C'était cette certitude qui l'empêchait de succomber à la rage et aux violences qui lui montaient aux poignets quand les anciens ou ses frères de secte se moquaient se lui, l'insultaient et le méprisait.

Il était ce qu'il était. Tout ce qu'il parvenait à faire était sa propre réussite.
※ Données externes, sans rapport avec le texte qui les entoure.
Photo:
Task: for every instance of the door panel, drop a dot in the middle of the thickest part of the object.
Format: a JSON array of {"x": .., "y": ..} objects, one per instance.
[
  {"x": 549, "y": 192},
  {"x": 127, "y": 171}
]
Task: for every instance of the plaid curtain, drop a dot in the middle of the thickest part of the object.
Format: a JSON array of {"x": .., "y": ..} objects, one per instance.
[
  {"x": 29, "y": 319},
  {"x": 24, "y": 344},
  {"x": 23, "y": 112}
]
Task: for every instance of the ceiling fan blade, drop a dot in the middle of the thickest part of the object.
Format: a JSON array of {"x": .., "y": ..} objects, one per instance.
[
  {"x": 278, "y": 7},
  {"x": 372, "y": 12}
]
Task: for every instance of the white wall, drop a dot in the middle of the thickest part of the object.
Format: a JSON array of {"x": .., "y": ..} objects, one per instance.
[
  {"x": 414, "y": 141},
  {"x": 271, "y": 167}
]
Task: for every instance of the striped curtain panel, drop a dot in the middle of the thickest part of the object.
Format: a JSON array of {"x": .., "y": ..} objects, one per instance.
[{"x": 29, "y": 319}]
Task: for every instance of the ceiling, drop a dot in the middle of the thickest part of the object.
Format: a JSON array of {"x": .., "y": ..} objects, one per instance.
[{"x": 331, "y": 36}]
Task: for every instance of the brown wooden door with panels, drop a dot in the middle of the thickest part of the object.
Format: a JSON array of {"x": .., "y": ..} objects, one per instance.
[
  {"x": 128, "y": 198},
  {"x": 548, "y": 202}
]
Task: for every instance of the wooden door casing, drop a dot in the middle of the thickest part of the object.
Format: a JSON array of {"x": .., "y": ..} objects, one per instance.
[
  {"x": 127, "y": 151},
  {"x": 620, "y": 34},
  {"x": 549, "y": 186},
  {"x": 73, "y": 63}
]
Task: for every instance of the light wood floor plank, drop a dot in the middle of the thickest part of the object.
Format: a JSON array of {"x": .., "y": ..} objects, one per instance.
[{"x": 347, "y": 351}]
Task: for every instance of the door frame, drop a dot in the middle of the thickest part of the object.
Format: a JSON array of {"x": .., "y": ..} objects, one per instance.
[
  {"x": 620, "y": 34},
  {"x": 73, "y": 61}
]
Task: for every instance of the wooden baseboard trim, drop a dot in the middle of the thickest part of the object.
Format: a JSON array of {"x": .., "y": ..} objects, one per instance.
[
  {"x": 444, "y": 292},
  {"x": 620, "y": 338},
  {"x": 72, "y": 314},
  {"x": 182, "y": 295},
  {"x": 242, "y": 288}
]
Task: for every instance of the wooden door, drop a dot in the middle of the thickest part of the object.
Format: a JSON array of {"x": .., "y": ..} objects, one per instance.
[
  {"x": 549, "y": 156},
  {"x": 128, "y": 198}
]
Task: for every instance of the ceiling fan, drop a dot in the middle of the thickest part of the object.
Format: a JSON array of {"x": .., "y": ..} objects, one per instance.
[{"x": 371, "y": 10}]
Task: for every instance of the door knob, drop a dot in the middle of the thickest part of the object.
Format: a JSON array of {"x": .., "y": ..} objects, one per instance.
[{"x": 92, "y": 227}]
Il n'était pas fils, frère ou cousin de.

Sa place était la sienne.
Alors même si elle lui faisait mal, même si elle lui crevait le cœur, il continuait à s'y accrocher de toutes ses forces.

Il inspira lentement l'air qui refroidissait de jour en jour.

Personne ne parviendrait à lui voler ce qui lui revenait de droits. Il ne se laisserait pas chasser par des humains qui professaient le respect et l'amour de son prochain pour juste prendre plaisir chaque jour à détruire son estime de soi et lui reprocher d'exister.

QingMing n'était peut-être qu'un demi-renard, mais ilporterait toujours cette différence comme un étendard.
Il ne lui restait que ça après tout.